Mais voici quelques joueurs d’écoles qui pourraient avoir une chance si les astres sont alignés.
- Tyler Tettleton, QB, Ohio
Avant l’an dernier, Tyler était connu comme le fils de Mickey Tettleton, l’ancienne gloire des Tigers de Detroit. Mais après une saison où il lancé pour 3302 verges et 28 touchés, en plus d’avoir mené les Bobcats à une victoire au Famous Idaho Potato Bowl (ben oui, je sais, le bol de patates…) et convaincu son entraîneur d’y aller avec une attaque sans caucus, on s’attend à de grande choses du quart de troisième année. Sans compter qu’il peut aussi faire des dommages avec ses jambes, comme le démontrent ses 658 verges et 10 touchés au sol. Par contre, pour avoir une chance, Ohio devra être presque parfait, remporter tous ses matchs de la MAC et participer à un bowl dont le nom ne comporte pas de nom de légume.
- Derek Carr, QB, Fresno State
Oui, il s’agit bel et bien du frère de David Carr, quart substitut pour les Giants de New York et ancien premier choix du repêchage de la NFL. Le cadet des Carr a lancé pour 3544 verges (15e dans toute la NCAA) et 26 touchés à sa première saison comme partant des Bulldogs.

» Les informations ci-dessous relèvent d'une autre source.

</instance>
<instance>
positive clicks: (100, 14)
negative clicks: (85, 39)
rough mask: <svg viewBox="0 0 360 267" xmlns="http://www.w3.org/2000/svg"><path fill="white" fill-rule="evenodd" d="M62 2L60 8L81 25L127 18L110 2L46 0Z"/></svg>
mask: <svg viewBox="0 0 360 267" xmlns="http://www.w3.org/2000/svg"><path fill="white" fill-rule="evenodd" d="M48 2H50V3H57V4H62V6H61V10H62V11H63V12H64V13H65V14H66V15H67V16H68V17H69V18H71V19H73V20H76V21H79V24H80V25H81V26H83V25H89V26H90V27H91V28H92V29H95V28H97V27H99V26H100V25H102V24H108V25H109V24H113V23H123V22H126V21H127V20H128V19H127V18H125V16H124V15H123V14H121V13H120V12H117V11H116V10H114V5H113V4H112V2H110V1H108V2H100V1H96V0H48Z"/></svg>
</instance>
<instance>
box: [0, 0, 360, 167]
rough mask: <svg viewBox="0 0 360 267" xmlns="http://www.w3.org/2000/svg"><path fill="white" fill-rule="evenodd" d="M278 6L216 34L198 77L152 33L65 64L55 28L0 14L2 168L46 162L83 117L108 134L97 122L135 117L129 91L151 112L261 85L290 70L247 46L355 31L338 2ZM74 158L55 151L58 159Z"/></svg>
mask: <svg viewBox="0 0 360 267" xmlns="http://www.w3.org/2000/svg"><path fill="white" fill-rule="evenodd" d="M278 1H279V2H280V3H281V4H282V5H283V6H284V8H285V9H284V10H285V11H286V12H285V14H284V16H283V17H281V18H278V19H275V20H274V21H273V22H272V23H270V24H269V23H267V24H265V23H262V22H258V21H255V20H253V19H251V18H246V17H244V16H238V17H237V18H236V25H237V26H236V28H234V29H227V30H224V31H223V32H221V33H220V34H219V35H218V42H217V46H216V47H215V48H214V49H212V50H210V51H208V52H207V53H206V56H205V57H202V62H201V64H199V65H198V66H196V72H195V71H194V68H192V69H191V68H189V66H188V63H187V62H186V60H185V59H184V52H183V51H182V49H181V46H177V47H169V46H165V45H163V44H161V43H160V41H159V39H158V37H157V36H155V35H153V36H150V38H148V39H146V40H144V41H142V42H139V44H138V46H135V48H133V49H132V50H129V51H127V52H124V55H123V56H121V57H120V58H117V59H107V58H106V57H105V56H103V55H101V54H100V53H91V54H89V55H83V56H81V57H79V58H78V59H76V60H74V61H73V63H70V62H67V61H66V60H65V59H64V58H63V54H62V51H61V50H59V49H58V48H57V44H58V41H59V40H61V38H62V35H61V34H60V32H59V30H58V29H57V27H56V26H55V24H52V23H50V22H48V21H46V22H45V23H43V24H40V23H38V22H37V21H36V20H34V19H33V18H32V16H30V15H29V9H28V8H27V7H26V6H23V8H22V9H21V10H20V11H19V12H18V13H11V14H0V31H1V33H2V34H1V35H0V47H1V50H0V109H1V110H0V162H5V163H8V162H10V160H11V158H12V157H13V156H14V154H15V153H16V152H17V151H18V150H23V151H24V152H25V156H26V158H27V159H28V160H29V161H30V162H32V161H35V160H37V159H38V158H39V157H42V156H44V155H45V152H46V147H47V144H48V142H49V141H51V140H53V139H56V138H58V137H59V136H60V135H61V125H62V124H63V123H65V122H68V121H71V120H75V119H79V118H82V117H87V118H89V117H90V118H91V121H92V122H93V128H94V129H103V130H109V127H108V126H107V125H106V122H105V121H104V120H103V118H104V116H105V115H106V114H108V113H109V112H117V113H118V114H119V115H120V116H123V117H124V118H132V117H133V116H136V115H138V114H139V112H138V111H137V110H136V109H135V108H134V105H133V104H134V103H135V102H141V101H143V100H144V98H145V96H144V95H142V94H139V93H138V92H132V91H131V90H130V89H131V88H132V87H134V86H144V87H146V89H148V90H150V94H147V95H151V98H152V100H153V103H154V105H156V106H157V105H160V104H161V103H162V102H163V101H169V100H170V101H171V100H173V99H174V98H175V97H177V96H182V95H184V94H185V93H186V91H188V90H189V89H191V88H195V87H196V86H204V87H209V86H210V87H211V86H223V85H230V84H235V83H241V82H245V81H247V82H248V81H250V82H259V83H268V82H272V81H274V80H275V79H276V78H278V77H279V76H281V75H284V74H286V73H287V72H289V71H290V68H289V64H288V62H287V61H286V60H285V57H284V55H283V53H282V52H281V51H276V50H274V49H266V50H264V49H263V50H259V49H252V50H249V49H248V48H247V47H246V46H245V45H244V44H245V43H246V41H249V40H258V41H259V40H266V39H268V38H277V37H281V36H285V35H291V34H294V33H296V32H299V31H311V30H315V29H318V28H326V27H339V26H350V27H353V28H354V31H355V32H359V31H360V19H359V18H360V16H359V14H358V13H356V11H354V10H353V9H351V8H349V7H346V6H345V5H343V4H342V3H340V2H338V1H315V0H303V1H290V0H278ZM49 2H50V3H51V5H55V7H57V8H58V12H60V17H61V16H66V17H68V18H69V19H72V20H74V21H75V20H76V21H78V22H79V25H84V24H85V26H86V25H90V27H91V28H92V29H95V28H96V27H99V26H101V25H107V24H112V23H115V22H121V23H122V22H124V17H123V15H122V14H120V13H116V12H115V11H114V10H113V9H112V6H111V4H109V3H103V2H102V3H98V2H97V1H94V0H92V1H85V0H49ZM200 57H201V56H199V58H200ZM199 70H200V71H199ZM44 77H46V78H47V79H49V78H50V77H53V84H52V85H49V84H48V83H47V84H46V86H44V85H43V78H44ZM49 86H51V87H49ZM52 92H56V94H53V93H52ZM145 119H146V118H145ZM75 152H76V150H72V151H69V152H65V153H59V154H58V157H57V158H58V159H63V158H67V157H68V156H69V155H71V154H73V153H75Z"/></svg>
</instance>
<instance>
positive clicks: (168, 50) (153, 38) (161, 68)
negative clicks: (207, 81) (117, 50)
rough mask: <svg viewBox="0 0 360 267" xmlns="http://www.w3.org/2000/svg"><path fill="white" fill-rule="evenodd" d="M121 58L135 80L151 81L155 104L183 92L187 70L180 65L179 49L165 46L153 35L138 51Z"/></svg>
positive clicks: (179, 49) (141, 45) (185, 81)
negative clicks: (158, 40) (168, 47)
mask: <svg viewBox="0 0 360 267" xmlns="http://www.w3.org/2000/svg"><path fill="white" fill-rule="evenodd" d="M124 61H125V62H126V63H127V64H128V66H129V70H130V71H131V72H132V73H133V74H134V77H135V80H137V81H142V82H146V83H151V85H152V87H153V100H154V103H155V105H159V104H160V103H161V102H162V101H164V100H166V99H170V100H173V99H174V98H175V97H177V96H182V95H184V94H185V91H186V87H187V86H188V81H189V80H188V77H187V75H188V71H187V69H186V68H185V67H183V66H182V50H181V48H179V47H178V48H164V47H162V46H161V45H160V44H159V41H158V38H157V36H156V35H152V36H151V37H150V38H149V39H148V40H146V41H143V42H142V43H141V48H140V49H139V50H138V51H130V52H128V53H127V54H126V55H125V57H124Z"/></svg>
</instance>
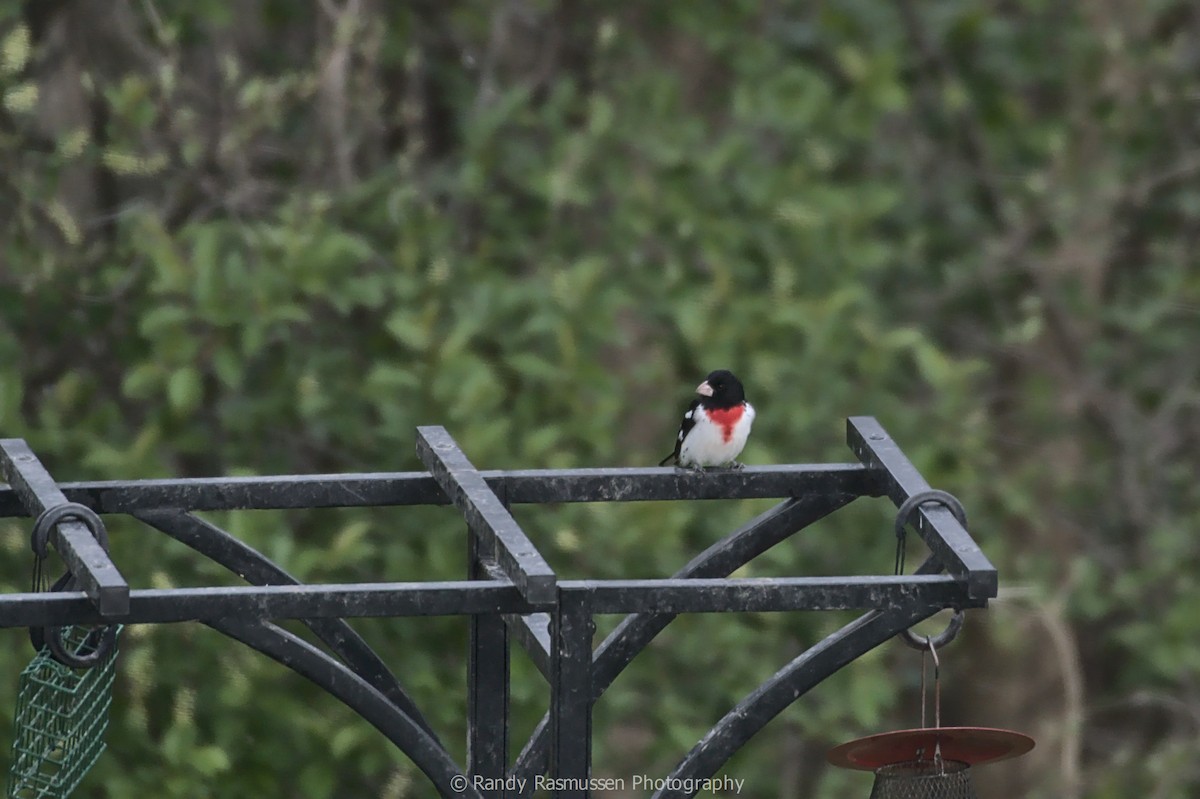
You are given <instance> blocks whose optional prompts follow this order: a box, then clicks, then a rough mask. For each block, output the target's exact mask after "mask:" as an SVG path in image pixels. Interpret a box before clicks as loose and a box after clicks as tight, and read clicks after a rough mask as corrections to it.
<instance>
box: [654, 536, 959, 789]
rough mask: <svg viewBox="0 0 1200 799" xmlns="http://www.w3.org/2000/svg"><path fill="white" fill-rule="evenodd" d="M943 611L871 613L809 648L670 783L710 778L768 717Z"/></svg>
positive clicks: (703, 739)
mask: <svg viewBox="0 0 1200 799" xmlns="http://www.w3.org/2000/svg"><path fill="white" fill-rule="evenodd" d="M941 570H942V566H941V564H940V563H938V561H937V559H936V558H932V557H931V558H929V559H926V560H925V561H924V563H923V564H920V566H919V567H918V569H917V572H916V573H918V575H931V573H937V572H940V571H941ZM942 609H944V608H943V607H941V606H925V607H918V608H901V609H894V611H871V612H869V613H864V614H863V615H860V617H858V618H857V619H854V620H853V621H851V623H850V624H847V625H846V626H844V627H842V629H841V630H838V631H836V632H834V633H833V635H830V636H827V637H826V638H824V639H822V641H820V642H818V643H816V644H814V645H812V647H809V648H808V649H806V650H804V653H803V654H802V655H799V656H798V657H797V659H796V660H793V661H792V662H790V663H788V665H787V666H785V667H784V668H781V669H779V671H778V672H775V674H774V675H773V677H772V678H770V679H769V680H767V681H766V683H763V684H762V685H760V686H758V687H756V689H755V690H754V691H752V692H751V693H749V695H748V696H746V697H745V698H744V699H742V702H739V703H738V704H737V705H734V707H733V708H732V709H731V710H730V711H728V713H726V714H725V716H724V717H722V719H721V720H720V721H718V722H716V725H715V726H714V727H713V728H712V729H709V731H708V732H707V733H706V734H704V737H703V738H701V739H700V741H697V743H696V745H695V746H694V747H692V749H691V751H690V752H688V755H686V756H684V758H683V759H682V761H680V762H679V764H678V765H677V767H676V768H674V770H673V771H671V775H670V779H671V782H668V785H671V783H676V785H678V783H680V781H684V780H689V779H690V780H698V779H703V777H710V776H713V775H714V774H716V769H719V768H721V765H724V764H725V763H726V762H727V761H728V759H730V757H732V756H733V753H734V752H737V751H738V750H739V749H742V746H743V745H745V743H746V741H748V740H750V738H752V737H754V735H755V734H756V733H757V732H758V731H760V729H762V728H763V727H766V726H767V723H768V722H769V721H770V720H772V719H774V717H775V716H778V715H779V714H780V713H782V711H784V710H785V709H786V708H787V707H788V705H790V704H792V703H793V702H796V701H797V699H799V698H800V697H802V696H804V695H805V693H808V692H809V691H810V690H812V689H814V687H816V686H817V685H818V684H821V683H822V681H823V680H824V679H826V678H827V677H829V675H832V674H833V673H834V672H836V671H839V669H840V668H841V667H842V666H845V665H847V663H850V662H852V661H854V660H857V659H858V657H860V656H863V655H864V654H866V653H868V651H870V650H871V649H875V648H876V647H878V645H880V644H882V643H883V642H886V641H887V639H888V638H893V637H895V636H898V635H899V633H900V632H902V631H904V630H907V629H908V627H911V626H912V625H914V624H917V623H919V621H923V620H924V619H928V618H929V617H931V615H934V614H935V613H937V612H938V611H942ZM684 785H686V783H685V782H684ZM694 795H696V793H695V792H692V793H683V792H679V791H671V789H668V788H662V789H661V791H658V792H656V793H654V795H653V797H652V799H682V798H685V797H694Z"/></svg>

Cinq des quarts qui le devançaient au chapitre des verges ont terminé leur stage universitaire. Ce que ça va prendre pour emmener un Heisman à Fresno? Probablement 12 victoires et des gains contre Oregon, Boise State et Colorado. Autrement dit, un classement dans les 15 premiers au pays. Et encore : ça n’a pas été suffisant pour Keenum l’an dernier.
- Alex Carder, QB, Western Michigan
Un des 10 quarts qui reviennent cette saison et qui étaient devant Carr est Carder, qui a récolté 3873 verges (9e) et 31 touchés (12e). Sauf que 548 de ces verges et 7 des touchés sont survenus dans un seul match contre... Toledo. C’est un gros point négatif chez les voteurs lorsque vous obtenez une trop grande partie de votre production en un seul match. La fiche des Broncos (7-6) est nettement insuffisante pour rêver au Heisman. Il faudra qu’il commence par gagner plus souvent et, ensuite, couper un peu dans ses 14 interceptions de l’an passé. Malheureusement, le seul adversaire notable à l’horaire cette saison est Illinois. Carder a besoin d’un miracle pour remporter le prestigieux trophée.
- Zach Line, RB, SMU
Si Line tentait sa chance en 2013, elle serait bien meilleure. Les Mustangs seront alors dans la Big East, une conférence à qualification automatique (pour l’instant). Mais SMU évolue encore dans la C-USA cette saison, ce qui rendra les choses beaucoup plus difficiles. Il a récolté 1224 verges et 17 touchés en jouant seulement 10 des 13 matchs de son équipe en 2011. Une saison complète avec une performance similaire pourraient le propulser au sommet.
- Terrance Owens, QB, Toledo
Owens n’a lancé que pour 2022 verges et 18 touchés, mais il a terminé 6e dans la NCAA au chapitre du rating (169.2), devant Matt Barkley et Brandon Weeden. Pour avoir une chance, il devra jouer tous les matchs en 2012 (seulement 11 sur 13 l’an dernier) et maintenir un total d’interception similaire (3). Il n’a subi que deux sacs l’an dernier. Une répétition de ce chiffre aiderait beaucoup.
- Branden Oliver, RB, Buffalo
Les statistiques d’Oliver en 2011 sont éloquentes : 1395 verges (13e dans la NCAA) et 13 touchés. Les Bulls ont affiché un dossier de 3-9 en 2011. Disons simplement que les chances du porteur de ballon sont très, très minces. Il lui faudra doubler son nombre de touchés et se trouver des mains pour attraper plus de ballons (38 réceptions et 365 verges).